The new clearing system called ‘Nigeria Trade Hub’ will bring into play the Pre-Arrival Assessment Report (PAAR) and the Single Window cargo clearance for all agencies involved in the cargo clearance at port to fast-track cargo clearance and facilitate legitimate trade at the port.
Explaining further on the new online clearing system, Bashar Yusuf said Customs has developed a ruling centre for carrying out of classification, intelligence and risk profiling, valuation, quality control, fast-tracking of trusted trader, check of documentation and supplier of transaction value confirmation.

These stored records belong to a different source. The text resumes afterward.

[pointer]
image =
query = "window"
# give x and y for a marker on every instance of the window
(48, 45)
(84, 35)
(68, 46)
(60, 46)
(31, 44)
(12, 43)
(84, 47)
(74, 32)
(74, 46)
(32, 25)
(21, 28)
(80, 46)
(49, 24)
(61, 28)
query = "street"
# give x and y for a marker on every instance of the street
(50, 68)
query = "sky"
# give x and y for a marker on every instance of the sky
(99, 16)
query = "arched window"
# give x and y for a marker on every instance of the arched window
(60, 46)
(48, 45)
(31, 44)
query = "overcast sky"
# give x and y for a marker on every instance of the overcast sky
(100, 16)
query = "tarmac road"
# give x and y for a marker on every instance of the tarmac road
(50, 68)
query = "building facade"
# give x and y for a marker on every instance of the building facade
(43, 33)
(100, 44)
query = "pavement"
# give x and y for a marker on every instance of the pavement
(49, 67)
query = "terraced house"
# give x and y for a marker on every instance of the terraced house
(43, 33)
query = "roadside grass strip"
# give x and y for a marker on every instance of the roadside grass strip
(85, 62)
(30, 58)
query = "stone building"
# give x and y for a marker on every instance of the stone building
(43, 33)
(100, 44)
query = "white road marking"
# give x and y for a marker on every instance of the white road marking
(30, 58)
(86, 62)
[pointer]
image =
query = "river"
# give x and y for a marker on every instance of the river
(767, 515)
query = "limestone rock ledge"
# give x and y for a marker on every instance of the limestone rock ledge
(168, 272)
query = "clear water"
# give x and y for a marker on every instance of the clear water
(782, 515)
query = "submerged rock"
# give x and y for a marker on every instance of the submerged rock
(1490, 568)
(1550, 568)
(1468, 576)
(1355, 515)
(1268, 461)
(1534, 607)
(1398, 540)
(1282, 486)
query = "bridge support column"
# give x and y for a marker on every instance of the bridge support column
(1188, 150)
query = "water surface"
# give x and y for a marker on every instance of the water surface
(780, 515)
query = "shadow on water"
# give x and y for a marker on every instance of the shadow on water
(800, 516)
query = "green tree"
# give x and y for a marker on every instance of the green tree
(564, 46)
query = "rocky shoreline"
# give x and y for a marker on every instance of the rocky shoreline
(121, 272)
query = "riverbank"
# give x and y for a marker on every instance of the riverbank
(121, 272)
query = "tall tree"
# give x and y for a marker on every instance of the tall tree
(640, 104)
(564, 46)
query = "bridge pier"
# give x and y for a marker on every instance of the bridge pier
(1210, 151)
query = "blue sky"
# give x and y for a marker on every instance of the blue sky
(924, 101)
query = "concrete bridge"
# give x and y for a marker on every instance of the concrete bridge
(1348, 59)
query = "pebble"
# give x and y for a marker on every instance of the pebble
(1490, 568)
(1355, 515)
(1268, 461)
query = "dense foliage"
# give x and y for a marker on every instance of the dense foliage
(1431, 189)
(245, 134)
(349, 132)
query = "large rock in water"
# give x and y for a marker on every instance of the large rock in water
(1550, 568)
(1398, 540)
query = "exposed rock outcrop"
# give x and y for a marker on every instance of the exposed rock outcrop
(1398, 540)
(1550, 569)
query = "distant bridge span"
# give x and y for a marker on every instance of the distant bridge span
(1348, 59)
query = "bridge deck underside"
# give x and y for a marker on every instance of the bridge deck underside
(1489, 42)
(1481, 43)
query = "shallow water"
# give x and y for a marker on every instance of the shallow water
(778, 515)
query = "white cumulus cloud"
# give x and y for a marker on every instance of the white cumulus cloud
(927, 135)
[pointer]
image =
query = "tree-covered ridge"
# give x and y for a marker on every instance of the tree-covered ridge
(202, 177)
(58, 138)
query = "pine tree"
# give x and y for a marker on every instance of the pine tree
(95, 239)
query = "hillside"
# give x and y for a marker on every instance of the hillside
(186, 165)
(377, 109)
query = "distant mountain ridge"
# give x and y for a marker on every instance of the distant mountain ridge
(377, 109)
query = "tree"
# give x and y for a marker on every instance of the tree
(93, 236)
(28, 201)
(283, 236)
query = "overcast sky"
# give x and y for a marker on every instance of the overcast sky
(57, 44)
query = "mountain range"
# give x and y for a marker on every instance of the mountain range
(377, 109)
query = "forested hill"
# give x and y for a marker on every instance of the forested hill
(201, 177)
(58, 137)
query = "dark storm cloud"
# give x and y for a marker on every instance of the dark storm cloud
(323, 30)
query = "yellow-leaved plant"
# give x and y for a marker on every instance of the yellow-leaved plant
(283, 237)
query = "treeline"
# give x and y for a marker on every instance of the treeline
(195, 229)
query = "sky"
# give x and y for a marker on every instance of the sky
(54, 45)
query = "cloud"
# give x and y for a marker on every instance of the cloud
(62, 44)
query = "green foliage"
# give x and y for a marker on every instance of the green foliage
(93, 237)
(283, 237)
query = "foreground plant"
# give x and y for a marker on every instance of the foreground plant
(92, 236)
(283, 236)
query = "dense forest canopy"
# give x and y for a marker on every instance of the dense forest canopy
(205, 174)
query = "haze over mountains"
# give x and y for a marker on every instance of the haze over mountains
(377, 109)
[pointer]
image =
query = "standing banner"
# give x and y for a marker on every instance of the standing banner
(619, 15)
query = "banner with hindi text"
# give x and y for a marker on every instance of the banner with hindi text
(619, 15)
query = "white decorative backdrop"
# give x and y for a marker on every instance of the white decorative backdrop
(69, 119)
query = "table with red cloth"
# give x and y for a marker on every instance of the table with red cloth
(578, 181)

According to him, PAAR, which is to be issued within six hours before the arrival of the consignment, will override the current Risk Assessment Report (RAR) issued by destination inspection service providers that takes five days.
He said Customs has employed and trained hundreds of young officers who work six-hourly in four separate shifts everyday to drive the system.
Listing the benefits of the new clearing system, Yusuf said it would facilitate trade, decongest the port, reduce demurrage and cost of doing business at port, reduce discrepancy in cargo value and improve government revenue.
“To ensure that we carry every stakeholder along, we are embarking on a sensitisation programme for clearing agents and other operators. And we have given a Master User Status access to agencies like National Agency for Food and Drug Administration and Control (NAFDAC), Federal Inland Revenue Service (FIRS), etc,” he said.